The internet of things presents a dizzying array of choices to most enterprise customers who want to connect their products, but automakers have fewer choices than most. Cars are made to move, so cellular is almost always the choice for connectivity.
According to Machina Research, now a part of Gartner, roughly 250,000 of the 500,000 global cellular IoT connections are within vehicles. By 2025, the firm foresees the number of cellular IoT connections approaching 2 million, and vehicular connections will still be the largest category, with roughly 800,000 nodes.
AT&T has more cellular IoT connections than any other U.S. carrier, and says cars are by far its biggest category. Mike Troiano, the company’s VP for IoT solutions, said roughly 14 million of the company’s 34 million wireless IoT connections are vehicles. The company is adding about 1.4 million connected cars per quarter, and each vehicle is a discrete connection on the network.
Troiano sees the connected car as two markets: the connections that help automakers monitor the safety and performance of the car on the road, and those that keep the people inside the car connected to the internet. He said sometimes consumer connectivity and safety overlap, as they did during Hurricane Irma when Tesla pushed firmware updates to its connected cars to extend their connectivity range during the storm.
Connected vehicles are also a major part of Verizon’s IoT effort. The company has purchased two telematics businesses, Fleetmatics and Telogis, and is now working to combine fleet management with asset tracking.

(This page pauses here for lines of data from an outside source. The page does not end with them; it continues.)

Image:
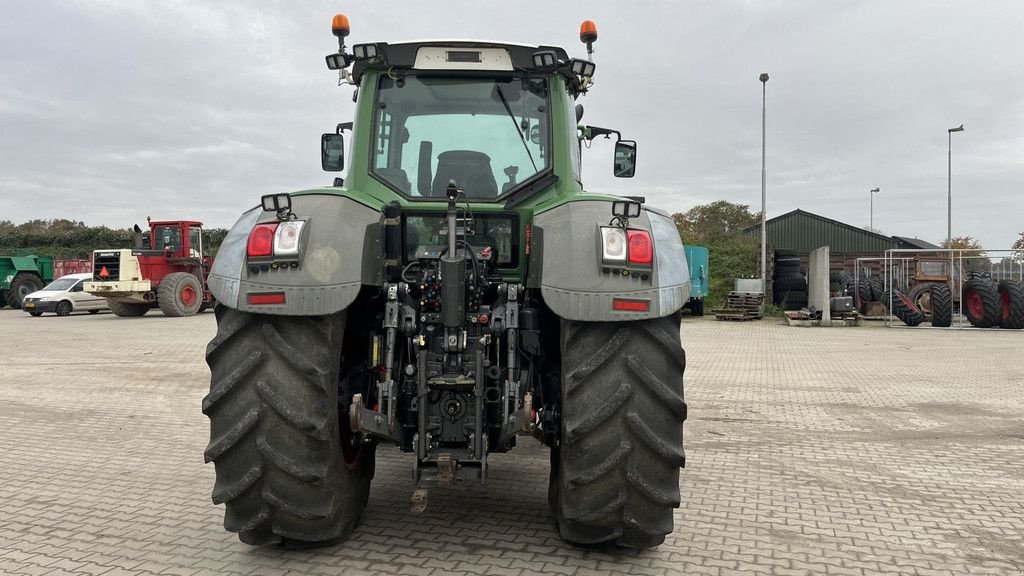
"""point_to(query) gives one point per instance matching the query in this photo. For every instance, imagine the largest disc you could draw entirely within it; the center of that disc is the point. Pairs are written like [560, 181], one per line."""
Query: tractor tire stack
[788, 282]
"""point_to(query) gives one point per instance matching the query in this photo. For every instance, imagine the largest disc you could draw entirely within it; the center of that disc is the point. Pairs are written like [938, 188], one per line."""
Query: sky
[115, 110]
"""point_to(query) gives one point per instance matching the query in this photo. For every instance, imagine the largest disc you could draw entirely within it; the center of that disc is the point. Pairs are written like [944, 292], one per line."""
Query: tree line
[64, 239]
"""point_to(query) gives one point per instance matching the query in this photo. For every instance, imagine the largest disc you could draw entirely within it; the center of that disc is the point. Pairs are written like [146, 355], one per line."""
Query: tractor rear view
[457, 293]
[166, 270]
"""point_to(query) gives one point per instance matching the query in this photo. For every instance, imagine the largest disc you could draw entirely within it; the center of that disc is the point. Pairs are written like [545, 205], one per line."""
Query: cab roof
[398, 55]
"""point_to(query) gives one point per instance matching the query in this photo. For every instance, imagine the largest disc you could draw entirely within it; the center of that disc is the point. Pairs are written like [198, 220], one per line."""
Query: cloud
[115, 110]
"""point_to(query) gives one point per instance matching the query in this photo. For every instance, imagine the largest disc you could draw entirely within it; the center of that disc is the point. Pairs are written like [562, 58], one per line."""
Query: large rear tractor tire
[615, 474]
[128, 310]
[20, 286]
[179, 293]
[903, 307]
[981, 303]
[1012, 302]
[941, 302]
[287, 466]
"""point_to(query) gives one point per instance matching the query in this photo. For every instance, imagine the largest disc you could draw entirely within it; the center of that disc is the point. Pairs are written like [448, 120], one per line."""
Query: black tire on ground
[64, 307]
[287, 466]
[921, 295]
[981, 303]
[179, 293]
[941, 301]
[622, 432]
[1012, 303]
[128, 310]
[696, 307]
[22, 285]
[903, 307]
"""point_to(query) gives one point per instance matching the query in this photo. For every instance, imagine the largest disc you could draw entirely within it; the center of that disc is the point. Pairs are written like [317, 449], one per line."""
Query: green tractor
[459, 290]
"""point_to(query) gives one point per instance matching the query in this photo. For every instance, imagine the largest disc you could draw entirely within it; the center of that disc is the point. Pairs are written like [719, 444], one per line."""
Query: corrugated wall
[803, 233]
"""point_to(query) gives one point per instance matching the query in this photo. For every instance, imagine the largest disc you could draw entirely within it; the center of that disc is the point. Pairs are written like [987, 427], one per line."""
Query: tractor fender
[573, 281]
[340, 252]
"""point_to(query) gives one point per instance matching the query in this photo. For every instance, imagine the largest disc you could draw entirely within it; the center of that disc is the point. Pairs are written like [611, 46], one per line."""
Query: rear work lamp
[626, 209]
[582, 68]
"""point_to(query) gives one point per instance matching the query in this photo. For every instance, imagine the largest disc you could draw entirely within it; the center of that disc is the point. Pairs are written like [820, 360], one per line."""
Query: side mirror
[626, 159]
[332, 153]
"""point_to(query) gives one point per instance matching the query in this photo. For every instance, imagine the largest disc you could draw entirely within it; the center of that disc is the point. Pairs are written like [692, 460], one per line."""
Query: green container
[20, 276]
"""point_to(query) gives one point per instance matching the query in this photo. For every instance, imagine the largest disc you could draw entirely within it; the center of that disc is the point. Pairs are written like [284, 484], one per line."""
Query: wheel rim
[974, 304]
[187, 295]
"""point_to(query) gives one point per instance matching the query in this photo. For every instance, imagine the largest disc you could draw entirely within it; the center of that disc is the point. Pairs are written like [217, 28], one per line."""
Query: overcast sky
[112, 111]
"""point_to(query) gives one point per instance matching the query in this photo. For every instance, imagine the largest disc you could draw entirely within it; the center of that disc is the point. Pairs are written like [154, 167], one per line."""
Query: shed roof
[907, 242]
[802, 232]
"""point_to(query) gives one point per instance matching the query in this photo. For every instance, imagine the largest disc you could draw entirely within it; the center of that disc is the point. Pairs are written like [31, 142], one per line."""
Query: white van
[64, 296]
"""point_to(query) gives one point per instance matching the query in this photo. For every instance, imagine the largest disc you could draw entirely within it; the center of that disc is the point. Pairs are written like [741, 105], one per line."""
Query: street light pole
[764, 233]
[949, 187]
[871, 195]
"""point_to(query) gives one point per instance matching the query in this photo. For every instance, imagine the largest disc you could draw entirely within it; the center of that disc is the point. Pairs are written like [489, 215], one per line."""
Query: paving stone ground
[810, 451]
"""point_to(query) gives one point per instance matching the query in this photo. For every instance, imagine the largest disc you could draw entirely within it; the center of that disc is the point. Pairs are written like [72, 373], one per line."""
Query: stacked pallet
[741, 305]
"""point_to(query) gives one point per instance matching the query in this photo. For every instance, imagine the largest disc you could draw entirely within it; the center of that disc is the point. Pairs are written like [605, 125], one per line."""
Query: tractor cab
[178, 239]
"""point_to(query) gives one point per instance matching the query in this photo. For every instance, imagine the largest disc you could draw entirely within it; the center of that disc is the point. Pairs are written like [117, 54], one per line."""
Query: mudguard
[341, 251]
[572, 280]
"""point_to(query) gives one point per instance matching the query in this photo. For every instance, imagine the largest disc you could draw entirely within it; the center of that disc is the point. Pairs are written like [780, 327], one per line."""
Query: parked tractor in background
[23, 275]
[458, 291]
[696, 258]
[167, 269]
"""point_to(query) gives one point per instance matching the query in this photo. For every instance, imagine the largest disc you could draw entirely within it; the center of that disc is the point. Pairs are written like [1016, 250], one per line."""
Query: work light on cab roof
[448, 55]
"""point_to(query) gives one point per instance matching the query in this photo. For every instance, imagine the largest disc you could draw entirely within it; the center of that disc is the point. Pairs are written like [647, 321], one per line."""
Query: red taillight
[641, 248]
[630, 305]
[269, 298]
[261, 240]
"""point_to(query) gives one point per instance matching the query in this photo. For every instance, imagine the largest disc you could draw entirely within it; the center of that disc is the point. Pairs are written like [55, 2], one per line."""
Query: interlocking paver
[809, 451]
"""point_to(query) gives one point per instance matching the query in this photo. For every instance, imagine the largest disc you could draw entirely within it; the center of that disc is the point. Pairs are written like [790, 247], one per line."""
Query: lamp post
[873, 191]
[764, 233]
[949, 187]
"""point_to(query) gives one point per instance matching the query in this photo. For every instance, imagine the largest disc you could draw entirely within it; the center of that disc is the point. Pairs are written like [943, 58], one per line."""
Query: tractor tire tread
[991, 309]
[274, 440]
[615, 475]
[942, 305]
[1012, 302]
[169, 290]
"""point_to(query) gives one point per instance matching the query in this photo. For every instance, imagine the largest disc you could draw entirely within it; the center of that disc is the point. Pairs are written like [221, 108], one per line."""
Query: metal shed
[803, 232]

“One of the things that we’re looking at right now is how do we take our IoT solutions and make them an extension of the vehicle,” said Mark Bartolomeo, VP of Verizon’s IoT business. “A real simple example is the integration of asset tracking with fleet management. If you have a truck, obviously many of those fleets are transporting equipment, so we want to give them the capability to be able to track … high-value assets.”